2010 USASA National Women's Cup

Tournament details
- Country: United States

= 2010 National Women's Cup =

The 2010 USASA National Women's Cup was the 15th edition of the annual national soccer championship, won by the previous season's runners-up New York Athletic Club (NYAC). They beat Dallas Premier 2-0 in overtime in the final.

==Regional Phase==

===Region I===
NYAC beat Danubia in the final, with Vereinigung Erzebirge and the Peninsula Aztecs as the losing semifinalists.

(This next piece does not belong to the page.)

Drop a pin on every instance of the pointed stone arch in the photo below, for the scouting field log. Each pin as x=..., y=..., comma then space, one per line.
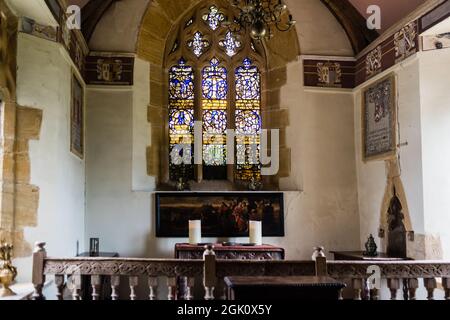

Quarterfinalists included PA West United, the Philadelphia United German-Hungarians, and the Partizan Richmond Ladies.

===Region II===
Region II was decided by a five-team round-robin, with the Kentucky Wanderers edging out both J.B. Marine S.C. and the Croatian Eagles on a goal-differential tiebreaker. The other two teams involved were Vardar East (from Michigan) and Move Makers (Illinois).

===Region III===
Six teams were divided into two groups, with the group winners facing off for Region III's national semifinal slot. The Dallas Premier won their group and then beat the Houston Challengers to move forward. The group runners-up were the Triad United Aces and the AFC Aces, followed by the Georgia Cougars and the Louisiana Mudbugs

==National Finals==

Games played at the United German-Hungarian Club in Oakford, Pennsylvania.